7. Esses fracassos dos Estados Unidos não desanimaram essa potência em prosseguir a política ofensiva implementada desde o início dos anos 90 e que o converte no principal fator de instabilidade do cenário mundial. Como dizia a resolução do congresso anterior: "Diante desta situação, a única coisa que Obama e sua administração poderão fazer é prosseguir a política belicista de seus predecessores... Obama previu retirar as forças norte-americanas do Iraque, mas foi para reforçar seu recrutamento no Afeganistão e no Paquistão." O que foi demonstrado recentemente com a execução de Bin Laden por um comando norte-americano em território paquistanês. É evidente que essa operação "heroica" tem uma vocação eleitoral a um ano e meio das eleições norte-americanas. Desarma particularmente as críticas dos republicanos que recriminam Obama por sua indolência na afirmação da supremacia dos Estados Unidos no plano militar; críticas que se radicalizaram com a intervenção na Líbia onde a liderança da operação tinha sido deixada em mãos da coalizão franco-britânica. Também significa que, após ter feito Bin Laden desempenhar o papel de "mal" da história durante 10 anos, já era tempo de liquidá-lo sob pena de se passar por verdadeiros impotentes. Isso permitiu também a potência norte-americana provar que ela era a única que tinha os meios militares, tecnológicos e logísticos para lograr esse tipo de operação, precisamente no momento em que França e o Reino Unido tinham dificuldades para levar a efeito sua operação anti-Kadafi. Mostrava ao mundo que não vacilaria em violar a "soberania nacional" de um "aliado", que estava disposto a estabelecer as regras do jogo em qualquer região onde considerar necessário. Por fim, conseguia obrigar a maior parte dos governos do mundo a saudar, frequentemente de mal grado, o valor dessa proeza.

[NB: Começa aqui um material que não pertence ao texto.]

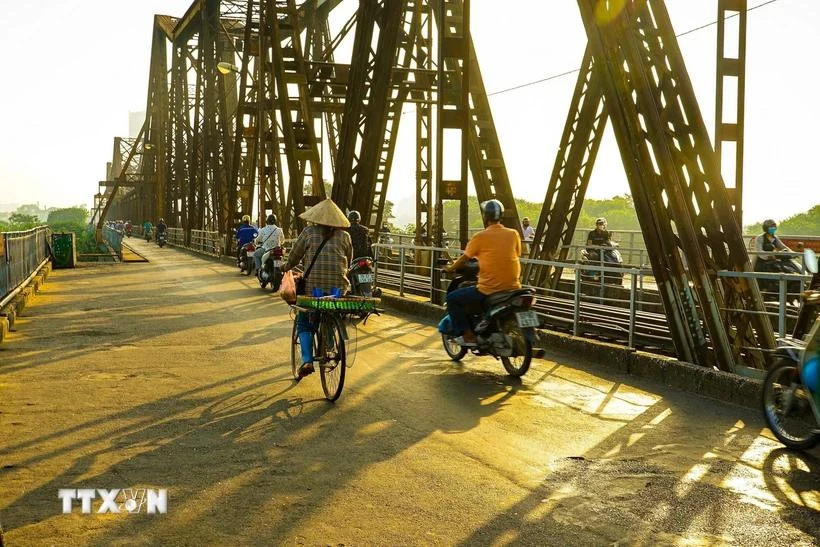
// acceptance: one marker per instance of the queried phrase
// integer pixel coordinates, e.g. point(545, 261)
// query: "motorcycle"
point(611, 258)
point(791, 389)
point(778, 264)
point(361, 277)
point(504, 325)
point(271, 271)
point(244, 259)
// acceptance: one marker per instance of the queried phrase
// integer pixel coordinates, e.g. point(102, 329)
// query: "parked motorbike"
point(778, 264)
point(791, 389)
point(361, 277)
point(611, 258)
point(271, 271)
point(244, 259)
point(504, 325)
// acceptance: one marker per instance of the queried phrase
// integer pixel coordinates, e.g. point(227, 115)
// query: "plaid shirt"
point(330, 269)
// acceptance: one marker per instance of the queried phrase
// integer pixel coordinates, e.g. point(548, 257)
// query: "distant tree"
point(69, 215)
point(21, 221)
point(801, 224)
point(33, 209)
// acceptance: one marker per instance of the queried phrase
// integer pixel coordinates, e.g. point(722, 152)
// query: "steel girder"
point(293, 102)
point(568, 183)
point(731, 71)
point(453, 110)
point(367, 107)
point(682, 203)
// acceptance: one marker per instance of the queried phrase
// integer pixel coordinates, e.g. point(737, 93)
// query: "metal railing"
point(618, 303)
point(21, 255)
point(201, 241)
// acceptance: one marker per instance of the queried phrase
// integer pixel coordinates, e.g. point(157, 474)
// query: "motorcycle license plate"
point(527, 318)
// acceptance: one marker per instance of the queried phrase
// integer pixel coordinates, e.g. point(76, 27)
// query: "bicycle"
point(329, 337)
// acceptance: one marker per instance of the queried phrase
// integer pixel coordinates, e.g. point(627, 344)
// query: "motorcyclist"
point(270, 236)
point(497, 250)
point(359, 236)
point(244, 234)
point(600, 236)
point(768, 242)
point(327, 236)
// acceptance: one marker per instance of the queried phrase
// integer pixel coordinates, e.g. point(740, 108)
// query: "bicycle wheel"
point(332, 359)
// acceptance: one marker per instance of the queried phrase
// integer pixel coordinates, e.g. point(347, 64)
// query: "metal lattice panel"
point(682, 203)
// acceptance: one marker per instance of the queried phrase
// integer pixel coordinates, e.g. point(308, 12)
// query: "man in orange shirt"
point(497, 249)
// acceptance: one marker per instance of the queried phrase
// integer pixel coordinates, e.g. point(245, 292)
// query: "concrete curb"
point(668, 371)
point(15, 308)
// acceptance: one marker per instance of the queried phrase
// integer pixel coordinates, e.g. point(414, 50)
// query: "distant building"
point(135, 121)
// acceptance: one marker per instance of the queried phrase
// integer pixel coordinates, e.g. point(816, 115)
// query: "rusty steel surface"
point(731, 71)
point(580, 141)
point(680, 197)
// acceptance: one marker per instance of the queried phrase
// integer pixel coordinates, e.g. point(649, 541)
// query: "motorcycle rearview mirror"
point(810, 260)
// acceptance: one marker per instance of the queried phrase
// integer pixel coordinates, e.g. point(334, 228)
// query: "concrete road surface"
point(175, 375)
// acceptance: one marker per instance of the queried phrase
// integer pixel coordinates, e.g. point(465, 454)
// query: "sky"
point(83, 66)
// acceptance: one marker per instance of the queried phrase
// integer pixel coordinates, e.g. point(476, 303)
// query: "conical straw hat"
point(326, 213)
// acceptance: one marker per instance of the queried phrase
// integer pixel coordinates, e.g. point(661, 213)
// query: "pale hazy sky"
point(80, 67)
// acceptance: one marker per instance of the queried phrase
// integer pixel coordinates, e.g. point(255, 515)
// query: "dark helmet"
point(492, 210)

8. Dito isso, o efeito logrado por Obama no Paquistão não lhe permitirá estabilizar a situação na região, particularmente no próprio Paquistão onde o menosprezo sofrido pelo "orgulho nacional" pode atiçar os antigos conflitos entre diversos setores da burguesia e do aparelho estatal. Muito menos a morte de Bin Laden permitirá aos Estados Unidos, nem a outros países comprometidos no Afeganistão, tomar o controle do país e assegurar a autoridade de um governo Karzai, totalmente minado pela corrupção e o tribalismo. Mas no geral, não permitirá, de modo algum, colocar um freio nas tendências do "cada um por si" e à contestação da autoridade da primeira potência mundial tal como continua se manifestando, como se pode ver recentemente com a constituição de uma série de alianças pontuais surpreendentes: aproximação entre Turquia e Irã, aliança entre Brasil e Venezuela (estratégica e anti-EUA), entre Índia e Israel (militar e saída do isolamento), entre China e Arábia Saudita (militar e estratégica), etc. Em particular, não poderia desanimar a China em fazer prevalecer suas ambições imperialistas que permite seu estatuto recente de grande potência industrial. É claro que esse país, apesar da sua importância demográfica e econômica, não tem, de modo algum, os meios militares ou tecnológicos, e não está próximo de ter, para se constituir como uma nova cabeça de bloco. No entanto, tem os meios de perturbar, ainda mais, as ambições norte-americanas – quer seja na África, no Irã, na Coreia do Norte ou na Birmânia – e colocar sua pedra na instabilidade crescente que caracteriza as relações imperialistas. A "nova ordem mundial" prevista há vinte anos por George Bush pai, e sonhada por este sob a égide dos Estados Unidos, só pode se apresentar, cada vez mais, como um "caos mundial", um caos que as convulsões da economia capitalista agravarão ainda mais.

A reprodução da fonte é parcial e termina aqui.